An over-400 point loss in the near-month Nifty index futures on Tuesday led to market rumours of a fat finger trade (an erroneous trade order) in the segment. The January futures index, which opened at 8,422, fell to 8,000 points soon after market opening, falling below the underlying Nifty index.

The futures index recovered during trade on Tuesday to close at 8,150.30, comfortably above the spot Nifty’s close at 8,127.35.

Sources said the sudden slump in the futures index was because of a sell order executed during the market’s pre-open session and an illiquid futures order book.

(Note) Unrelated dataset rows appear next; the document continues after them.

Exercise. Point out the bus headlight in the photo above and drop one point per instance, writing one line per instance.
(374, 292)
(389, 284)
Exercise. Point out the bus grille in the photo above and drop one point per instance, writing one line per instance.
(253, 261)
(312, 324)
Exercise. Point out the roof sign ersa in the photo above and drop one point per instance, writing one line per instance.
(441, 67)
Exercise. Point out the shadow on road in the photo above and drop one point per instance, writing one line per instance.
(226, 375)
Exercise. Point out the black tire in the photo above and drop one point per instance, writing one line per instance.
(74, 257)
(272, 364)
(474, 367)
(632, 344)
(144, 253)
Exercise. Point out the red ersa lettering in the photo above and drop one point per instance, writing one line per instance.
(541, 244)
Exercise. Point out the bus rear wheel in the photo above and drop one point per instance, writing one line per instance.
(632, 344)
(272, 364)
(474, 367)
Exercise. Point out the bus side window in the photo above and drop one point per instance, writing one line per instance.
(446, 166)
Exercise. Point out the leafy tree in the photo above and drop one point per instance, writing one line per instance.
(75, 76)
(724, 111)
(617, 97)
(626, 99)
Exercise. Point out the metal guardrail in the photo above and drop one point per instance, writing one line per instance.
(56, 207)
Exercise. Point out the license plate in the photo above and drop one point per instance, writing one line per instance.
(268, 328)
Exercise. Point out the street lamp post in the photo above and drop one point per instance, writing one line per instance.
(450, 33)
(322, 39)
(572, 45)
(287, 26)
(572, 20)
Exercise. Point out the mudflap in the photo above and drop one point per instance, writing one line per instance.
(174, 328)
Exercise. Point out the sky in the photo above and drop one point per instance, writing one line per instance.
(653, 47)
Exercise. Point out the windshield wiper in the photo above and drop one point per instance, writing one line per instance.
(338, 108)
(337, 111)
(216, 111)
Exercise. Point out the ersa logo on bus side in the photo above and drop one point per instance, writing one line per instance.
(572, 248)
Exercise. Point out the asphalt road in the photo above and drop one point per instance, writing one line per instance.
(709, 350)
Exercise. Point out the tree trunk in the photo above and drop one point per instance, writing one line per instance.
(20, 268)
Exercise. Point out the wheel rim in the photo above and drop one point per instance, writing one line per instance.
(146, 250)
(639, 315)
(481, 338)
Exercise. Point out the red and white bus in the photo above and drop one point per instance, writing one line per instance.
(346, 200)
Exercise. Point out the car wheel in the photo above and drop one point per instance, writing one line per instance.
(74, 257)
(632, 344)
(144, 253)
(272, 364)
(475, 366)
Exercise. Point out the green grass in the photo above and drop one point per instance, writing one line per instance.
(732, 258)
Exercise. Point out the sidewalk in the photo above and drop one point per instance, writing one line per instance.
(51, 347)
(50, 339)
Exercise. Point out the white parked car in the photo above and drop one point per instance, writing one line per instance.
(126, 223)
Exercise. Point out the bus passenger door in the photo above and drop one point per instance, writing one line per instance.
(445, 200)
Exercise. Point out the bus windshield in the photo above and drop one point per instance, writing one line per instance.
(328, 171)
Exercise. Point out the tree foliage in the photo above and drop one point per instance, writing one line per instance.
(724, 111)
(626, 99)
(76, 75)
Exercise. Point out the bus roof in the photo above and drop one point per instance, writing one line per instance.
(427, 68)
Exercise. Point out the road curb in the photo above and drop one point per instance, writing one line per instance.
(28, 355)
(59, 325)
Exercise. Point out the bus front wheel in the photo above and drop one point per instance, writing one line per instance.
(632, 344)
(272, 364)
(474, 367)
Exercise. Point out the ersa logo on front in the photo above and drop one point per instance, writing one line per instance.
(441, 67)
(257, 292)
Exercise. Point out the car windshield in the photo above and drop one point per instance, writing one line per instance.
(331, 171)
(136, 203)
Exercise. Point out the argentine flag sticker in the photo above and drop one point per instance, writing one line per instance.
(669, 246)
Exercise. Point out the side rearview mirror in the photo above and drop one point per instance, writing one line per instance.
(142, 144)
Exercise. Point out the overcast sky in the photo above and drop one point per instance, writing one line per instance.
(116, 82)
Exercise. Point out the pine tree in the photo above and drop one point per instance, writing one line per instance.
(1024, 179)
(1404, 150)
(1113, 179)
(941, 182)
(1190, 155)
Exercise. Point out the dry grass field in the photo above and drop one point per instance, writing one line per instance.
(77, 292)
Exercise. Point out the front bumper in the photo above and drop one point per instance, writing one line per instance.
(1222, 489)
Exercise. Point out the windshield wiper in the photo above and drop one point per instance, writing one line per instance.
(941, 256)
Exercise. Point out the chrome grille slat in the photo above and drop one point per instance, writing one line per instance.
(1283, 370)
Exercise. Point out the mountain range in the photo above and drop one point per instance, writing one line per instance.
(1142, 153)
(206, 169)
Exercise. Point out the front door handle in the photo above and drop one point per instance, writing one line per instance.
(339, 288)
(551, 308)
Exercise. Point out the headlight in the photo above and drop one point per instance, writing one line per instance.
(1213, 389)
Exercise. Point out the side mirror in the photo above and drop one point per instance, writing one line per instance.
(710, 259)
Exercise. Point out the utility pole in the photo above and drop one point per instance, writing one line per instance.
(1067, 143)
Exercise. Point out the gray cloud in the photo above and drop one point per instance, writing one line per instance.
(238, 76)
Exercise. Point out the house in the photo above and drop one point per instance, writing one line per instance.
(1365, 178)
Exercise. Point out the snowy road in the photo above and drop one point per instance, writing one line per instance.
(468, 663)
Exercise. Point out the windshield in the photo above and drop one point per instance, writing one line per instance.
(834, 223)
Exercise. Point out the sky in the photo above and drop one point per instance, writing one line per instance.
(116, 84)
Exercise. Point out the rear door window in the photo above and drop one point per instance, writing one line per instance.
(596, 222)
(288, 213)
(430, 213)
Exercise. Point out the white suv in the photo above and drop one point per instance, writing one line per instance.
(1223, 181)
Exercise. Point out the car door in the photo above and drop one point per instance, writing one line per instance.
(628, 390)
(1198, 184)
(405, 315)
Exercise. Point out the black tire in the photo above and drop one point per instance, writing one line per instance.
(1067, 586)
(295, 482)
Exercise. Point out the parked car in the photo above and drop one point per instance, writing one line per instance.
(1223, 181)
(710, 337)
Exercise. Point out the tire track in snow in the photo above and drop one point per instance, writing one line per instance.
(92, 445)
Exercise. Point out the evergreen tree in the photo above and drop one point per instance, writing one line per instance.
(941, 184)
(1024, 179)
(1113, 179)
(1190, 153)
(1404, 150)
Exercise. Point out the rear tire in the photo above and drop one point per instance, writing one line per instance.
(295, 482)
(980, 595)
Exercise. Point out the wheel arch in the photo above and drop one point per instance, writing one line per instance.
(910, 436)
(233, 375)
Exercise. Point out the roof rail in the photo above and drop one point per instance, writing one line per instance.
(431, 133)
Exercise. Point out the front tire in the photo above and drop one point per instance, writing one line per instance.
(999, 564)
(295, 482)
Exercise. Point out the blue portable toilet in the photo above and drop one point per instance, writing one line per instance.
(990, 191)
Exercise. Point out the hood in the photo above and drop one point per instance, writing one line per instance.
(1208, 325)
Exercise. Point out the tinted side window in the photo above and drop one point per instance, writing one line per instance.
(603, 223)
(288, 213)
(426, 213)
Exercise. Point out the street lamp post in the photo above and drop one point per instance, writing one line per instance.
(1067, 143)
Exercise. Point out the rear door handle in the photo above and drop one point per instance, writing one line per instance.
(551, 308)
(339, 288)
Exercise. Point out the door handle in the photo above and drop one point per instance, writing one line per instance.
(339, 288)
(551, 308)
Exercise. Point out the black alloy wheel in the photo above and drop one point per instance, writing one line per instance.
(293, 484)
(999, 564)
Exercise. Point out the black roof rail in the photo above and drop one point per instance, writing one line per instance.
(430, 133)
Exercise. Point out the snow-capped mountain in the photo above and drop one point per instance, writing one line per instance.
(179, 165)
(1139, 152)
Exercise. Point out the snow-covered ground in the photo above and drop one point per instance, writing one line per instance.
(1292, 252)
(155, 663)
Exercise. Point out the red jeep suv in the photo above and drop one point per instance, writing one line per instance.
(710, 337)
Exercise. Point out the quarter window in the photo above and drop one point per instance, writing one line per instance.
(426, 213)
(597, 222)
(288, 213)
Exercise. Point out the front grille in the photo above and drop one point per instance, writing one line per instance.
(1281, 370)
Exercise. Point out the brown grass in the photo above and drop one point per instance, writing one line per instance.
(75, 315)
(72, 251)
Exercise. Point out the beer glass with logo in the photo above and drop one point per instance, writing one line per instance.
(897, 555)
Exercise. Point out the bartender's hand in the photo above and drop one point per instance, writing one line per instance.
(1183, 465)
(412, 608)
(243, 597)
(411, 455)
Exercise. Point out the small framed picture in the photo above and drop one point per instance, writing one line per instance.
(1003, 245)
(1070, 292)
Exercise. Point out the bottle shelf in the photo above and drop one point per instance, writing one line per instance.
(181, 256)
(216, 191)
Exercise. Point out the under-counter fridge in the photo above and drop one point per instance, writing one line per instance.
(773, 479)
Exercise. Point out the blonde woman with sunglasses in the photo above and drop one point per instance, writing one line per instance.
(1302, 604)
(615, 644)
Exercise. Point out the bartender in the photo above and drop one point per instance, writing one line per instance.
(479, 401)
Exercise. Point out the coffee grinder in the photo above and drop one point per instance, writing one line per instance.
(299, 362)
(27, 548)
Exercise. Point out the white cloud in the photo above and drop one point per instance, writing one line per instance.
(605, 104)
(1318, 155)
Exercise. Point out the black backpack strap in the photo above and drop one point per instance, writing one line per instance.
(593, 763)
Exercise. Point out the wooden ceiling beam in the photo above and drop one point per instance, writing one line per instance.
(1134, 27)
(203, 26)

A spokesperson at the NSE, however, clarified that the exchange has not received any complaints regarding any erroneous order and that all trades happened within the reference price range for the Nifty Futures.

SEBI’s advice

It may be recalled that in October 2012 a series of erroneous orders placed by broking firm Emkay Global Financial Services sent the NSE’s Nifty crashing, which signalled the vulnerability of trading systems to glitches. Following the episode, market regulator SEBI, after special purpose inspection, directed the NSE in October 2014 to carry out a comprehensive review of the bourse’s systems and processes by an independent expert.

In the same order, SEBI, while acknowledging the steps taken by the exchange to prevent such occurrences, emphasised “the need to take a holistic, comprehensive review and create robust systems”.

According to NSE website, the risk containment measures include capital adequacy requirements of members, monitoring of member performance and track record, stringent margin requirements, position limits based on capital, online monitoring of member positions and automatic disablement from trading when limits are breached.